When she returned home the following year the family was falling apart. Another husband was in the home and several children had run away. My mother’s mom took a job in a small community near Jacksonville and took their younger brother with her. But she left Mama and her eleven year sister in the care of their seventeen-year-old sister. Three girls alone, with no money. Not wanting to care for them, the elder sister put the younger girl on a bus and sent her to their mother. Then without telling my Mama, the older sister left.
Mama was thirteen, by herself and frightened. She found a distant cousin, with five children of her own, who made arrangements for Mama to attend a camp for underprivileged children for two weeks. But this lonely thirteen-year-old had to walk three miles to catch the bus for camp.
When she returned her mother placed she and the eleven year old sister in the Parental Home for Girls and their brother in the Boys Home. Mama admitted being angry, but also said it was the best thing that ever happened to her. Again, God was in charge of Mama’s life. Keeping her safe. Providing situations and people to nurture endurance and strength of character in her and teach her life skills.
The next few years were secure, happy years, and Mama excelled.
But the year Mama was to be a senior in high school her mother took her out of the Parental Home and was told she must work to help provide income for the family. There were no social services to intervene. You obeyed your parents.
A couple of years after that Mama met my Daddy and the rest is history. They married, had two children, three grandchildren, and lived together fifty-five years ‘til Mama’s death.
This godly woman taught her children the principles of God’s Word by the way she lived and treated others. Mama loved to sing and cook. Her favorite sayings: “Actions are caught—not taught.” And, “If you don’t want to get in trouble—don’t be where trouble can happen. . .” have stuck in my head through the years and I’ve passed them on to my children and grandchildren.
We weren’t a wealthy family by the world’s standards but she and Daddy provided a secure home for my brother and me. They cared for us and loved us and their grandchildren.
In the final months of her life Alzheimer’s had robbed Mama of almost everything. She was in the hospital when I called to check on her one evening. The nurse said Mama was groaning about something and they couldn’t find out what was bothering her.
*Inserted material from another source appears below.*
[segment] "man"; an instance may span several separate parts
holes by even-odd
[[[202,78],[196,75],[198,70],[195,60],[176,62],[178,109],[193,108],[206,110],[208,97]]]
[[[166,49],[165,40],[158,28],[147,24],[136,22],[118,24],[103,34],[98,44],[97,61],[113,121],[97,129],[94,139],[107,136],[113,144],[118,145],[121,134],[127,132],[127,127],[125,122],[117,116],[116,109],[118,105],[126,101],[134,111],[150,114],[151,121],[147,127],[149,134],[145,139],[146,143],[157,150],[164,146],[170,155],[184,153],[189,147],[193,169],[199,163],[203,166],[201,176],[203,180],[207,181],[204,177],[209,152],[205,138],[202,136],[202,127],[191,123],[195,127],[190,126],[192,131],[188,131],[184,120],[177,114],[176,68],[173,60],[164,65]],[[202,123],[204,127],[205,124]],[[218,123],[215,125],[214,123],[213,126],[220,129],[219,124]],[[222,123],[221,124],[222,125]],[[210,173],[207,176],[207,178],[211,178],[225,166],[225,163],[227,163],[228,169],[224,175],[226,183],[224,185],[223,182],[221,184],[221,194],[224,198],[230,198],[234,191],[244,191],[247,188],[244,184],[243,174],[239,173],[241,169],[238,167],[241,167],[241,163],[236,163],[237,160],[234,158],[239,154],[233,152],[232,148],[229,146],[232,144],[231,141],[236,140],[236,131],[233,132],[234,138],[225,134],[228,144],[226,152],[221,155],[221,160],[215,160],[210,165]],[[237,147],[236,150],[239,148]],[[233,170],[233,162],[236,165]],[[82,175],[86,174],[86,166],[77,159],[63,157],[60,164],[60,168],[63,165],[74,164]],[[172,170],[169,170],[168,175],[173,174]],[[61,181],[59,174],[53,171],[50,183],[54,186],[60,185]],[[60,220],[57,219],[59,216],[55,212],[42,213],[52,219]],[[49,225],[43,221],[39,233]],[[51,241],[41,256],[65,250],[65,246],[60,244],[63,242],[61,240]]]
I asked the young woman if she was familiar with church hymns. She said “yes,” so I asked her to go, lean down close to Mama and let me know what she was saying. It must have been four or five minutes before the nurse returned. I could tell she was weeping, when she gasped, “I can’t believe it. Your Mama isn’t groaning. She’s singing Amazing Grace.”
Mama knew God’s Word and held onto His Truths. She knew first hand: “For I know the plans I have for you, declares the Lord, plans for welfare and not for calamity to give you a future and a hope” (Jeremiah 29:11 NAS).
Could you have weathered a childhood of destitution? Dysfunction? Despair? How about your children? If all their toys and cushy way of life was suddenly snatched away who or what would they cling to?
Jesus said, “These things I have spoken to you, that in Me you may have peace. In the world you have tribulation, but take courage; I have overcome the world” (John 16:33 NAS).
And He promises, “In my Father’s house are many dwelling places; if it were not so, I would have told you; for I go to prepare a place for you. And if I go and prepare a place for you, I will come again, and receive you to Myself; that where I am, there you may be also” (John 14:2-3 NAS).
Through all the trials and heartaches Mama’s heart was fixed on Jesus. And she served her Lord by helping others. She refused to allow her environment to define who she was. She chose to trust God in the terrible circumstances and endure the trials He allowed in her life. And today her heart is at peace with her Lord. Her King. Forever. Just like Jesus promised.